Il Tieste, sua prima tragedia.
Segretario del Governo provvisorio di Venezia.
Piena la mente delle glorie dell'antica Grecia e di Roma, nudrito degli studi di que' grandi filosofi e poeti, di passioni ardentissime e delicate, caldo di amor patrio, aperse Ugo Foscolo il cuore alle più dolci speranze quando i Francesi, calati in Italia, annunziavano di renderla libera e felice, perciò prese parte attiva nelle cose politiche. Venuta poi l'ora del disinganno, l'animo suo forte ed altero non piegò; volle rimaner povero, ma intemerato; e quando più tardi (sia detto anticipatamente a sua lode), precipitate le cose nostre ad irreparabile rovina, furono le provincie Lombardo-Venete cedute all'Austria, anzichè giurarle fedeltà militare e cedere alle suggestioni di vendere a lei la sua penna, si tolse volontario esilio e riparò in Isvizzera, sacrificando all'affezione di parenti e di amici non che allo stipendio di oltre cinquemila lire annue.
De' suoi primi saggi letterari e politici, assai promettenti per una età di 18 anni, ci dà conto egli stesso con le seguenti parole: «La mia professione letteraria e politica, nè io ho mai disgiunta l'una dall'altra, comincia dall'anno 1796, quando io uscito appena di fanciullo (nacqui nel 78) scrissi il Tieste, tragedia.... E in quell'anno io scrissi un'Ode3 per Buonaparte, lodandolo. Ma, allorch'ei tornato d'Egitto s'insignorì delle cose di Francia, la ristampai con una Lettera in fronte per correttivo, ove (nè bisognava essere grande profeta) gli predissi che l'universale viltà l'avrebbe fatto tiranno, e la tirannide fatto potente ed infame.» Fin qui nella Lettera al direttore di Polizia del Cantone di Zurigo, dettata in Londra sulla fine del 1816; il quale argomento venendo ripreso nella Lettera apologetica, ei soggiugne: «De' pericoli miei che ne vennero non ho da dolermi, se non di me, e se non ebbi mozzato il capo sul palco, fu clemenza o disprezzo di Buonaparte, non so; ma per allora non gli era facile.»

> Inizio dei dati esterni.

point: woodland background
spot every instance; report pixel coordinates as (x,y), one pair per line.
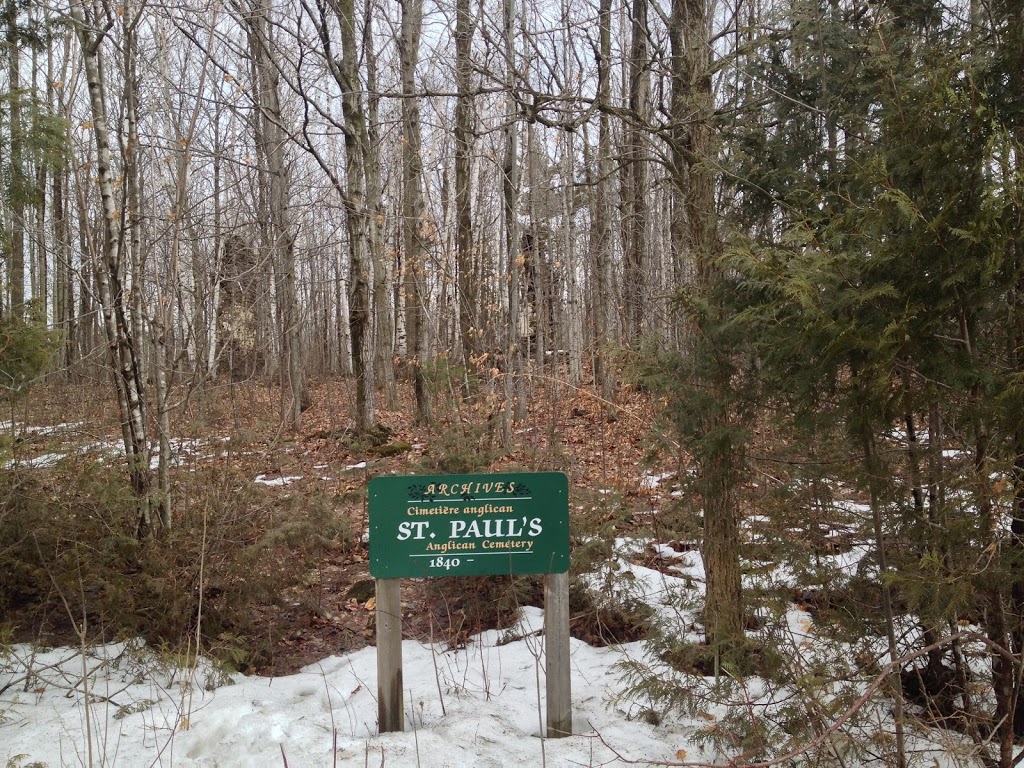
(790,230)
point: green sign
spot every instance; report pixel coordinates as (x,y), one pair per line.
(469,524)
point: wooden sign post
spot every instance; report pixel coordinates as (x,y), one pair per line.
(471,525)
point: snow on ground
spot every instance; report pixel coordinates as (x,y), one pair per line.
(480,706)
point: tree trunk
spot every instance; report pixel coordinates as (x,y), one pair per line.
(360,244)
(465,263)
(414,240)
(271,137)
(117,326)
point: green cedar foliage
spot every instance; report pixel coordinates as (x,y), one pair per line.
(26,349)
(878,267)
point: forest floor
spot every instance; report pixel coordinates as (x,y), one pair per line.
(607,450)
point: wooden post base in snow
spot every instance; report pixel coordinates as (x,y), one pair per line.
(390,712)
(556,644)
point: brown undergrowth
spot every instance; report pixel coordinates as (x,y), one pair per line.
(273,577)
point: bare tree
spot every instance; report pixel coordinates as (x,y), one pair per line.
(116,317)
(413,222)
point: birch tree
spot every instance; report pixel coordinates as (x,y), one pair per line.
(125,359)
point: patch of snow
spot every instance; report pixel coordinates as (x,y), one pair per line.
(274,481)
(649,482)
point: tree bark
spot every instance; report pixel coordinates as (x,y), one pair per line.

La detta tragedia, rappresentata con felice successo per nove sere consecutive in Venezia al teatro Sant'Angelo nel gennaio 1797, cominciò a farlo cognito al pubblico per poeta di non comuni talenti; ma dal suo genio poetico era portato alla lirica, inspirazione che appalesavasi in ogni suo scritto. Quando poi la riputazione letteraria di lui fu meglio stabilita soleva dire: Se i Veneziani avessero fischiato il mio Tieste, com'ei meritava, quand'io aveva diciott'anni, non avrei forse più scritto nè letto; la qual cosa è lungi dal presumibile, imperocchè una predisposizione della natura il chiamava al sacro ministero delle Muse e l'anima ardente di lui anzichè far violenza alla forza irresistibile del genio che la invitava ad espandersi, reagendo, sarebbesi viepiù eccitata ai morsi della censura.

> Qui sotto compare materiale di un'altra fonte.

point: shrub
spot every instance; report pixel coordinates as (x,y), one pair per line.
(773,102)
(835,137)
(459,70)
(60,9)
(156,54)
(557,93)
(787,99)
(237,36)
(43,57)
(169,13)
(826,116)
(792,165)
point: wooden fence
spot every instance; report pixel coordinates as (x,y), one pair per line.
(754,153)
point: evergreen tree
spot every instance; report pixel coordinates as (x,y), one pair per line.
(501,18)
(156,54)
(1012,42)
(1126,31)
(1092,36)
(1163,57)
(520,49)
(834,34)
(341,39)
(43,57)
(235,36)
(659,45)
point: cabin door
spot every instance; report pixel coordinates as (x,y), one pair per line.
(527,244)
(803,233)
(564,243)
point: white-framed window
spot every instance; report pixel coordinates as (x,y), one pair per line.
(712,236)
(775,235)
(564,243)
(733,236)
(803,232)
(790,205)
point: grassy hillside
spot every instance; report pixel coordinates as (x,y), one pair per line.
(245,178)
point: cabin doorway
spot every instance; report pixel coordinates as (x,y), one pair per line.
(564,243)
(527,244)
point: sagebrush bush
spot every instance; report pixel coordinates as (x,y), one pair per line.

Grande ammiratore di Vittorio Alfieri, di cui calcava le orme, volle offerirgli il Tieste, alla lettura del quale si dice che, argomentando dalla giovine età dello scrittore, il celebre tragico predicesse che un giorno lo avrebbe superato: il vaticinio non si avverò. Eccone la dedicatoria.
» Al Tragico dell'Italia oso offrire la prima tragedia di un giovane nato in Grecia ed educato fra' Dalmati. Forse l'avrei presentata più degna d'Alfieri, se la rapacità de' tipografi non l'avesse carpita e stampata, aggiungendole a' propri difetti le negligenze della lor arte. Ad ogni modo accoglietela: voi avete de' diritti su tutti coloro che scrivono agl'Italiani, benchè I'Italia
non può, nè vuol forse ascoltare. Nè forse ve la offrirei se non sperassi in me stesso di emendare il mio ardire con opere più sode, più ragionate, più alte; più, insomma italiane. Addio.
I Veneziani volendo dare al giovine autore una testimonianza di lode, più solenne che non fossero gli sterili e troppo comuni applausi, ordinarono che la sua effigie venisse dipinta sul sipario del teatro della Fenice fra i ritratti dei più insigni autori drammatici.
Entrato ne' cacciatori volontari a cavallo fu, per consiglio del Parini, uno de' primi soldati della Repubblica Cispadana; ma la rivoluzione di Venezia avendo costretto il Senato a deporre il vetusto infralito dominio, vi fu chiamato a sostenere l'ufficio di segretario del governo provvisorio, l'età sua raggiungendo appena il diciannovesimo anno. Compilatore degli atti verbali, era con plauso ascoltato dall'uditorio, il quale si mostrava scontento in que' giorni che altri il sostituiva.